Pulsars are astronomical objects which appear to emit short and regular bursts of radio waves. In 1967, graduate student Jocelyn Bell Burnell was conducting a study designed to detect quasars using radio astronomy for her professor Antony Hewish, when she detected a strange radio source.

After careful analysis, Hewish and Bell ruled out local sources of interference, and by February 1968, Hewish and Bell had identified four similar sources of the signals. At first, Hewish thought that the signals might be coming from extraterrestrial beings, but he soon reasoned, as did Thomas Gold, that the signals were likely to be the "signatures" of neutron stars.

A neutron star is created when a massive star explodes as a supernova, leaving a core made up of only neutrons (the electrons and protons are forced together under tremendous gravitational pressure and become neutrons).

What remains is a small remnant of the original star only 30 kilometers (18 miles) across, yet so dense that a thimbleful would weigh 100,000,000 tons.
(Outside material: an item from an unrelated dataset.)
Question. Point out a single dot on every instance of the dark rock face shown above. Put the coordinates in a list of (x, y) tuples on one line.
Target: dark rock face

Such an object spins anywhere from 30 times per second to once every four seconds. It has an intense magnetic field which traps particles surrounding the star. These particles create two beams of radiation pouring out from each of the star's two magnetic poles. If one of these beams happens to sweep across our line of sight, the neutron star becomes something of a cosmic lighthouse as we see it from Earth.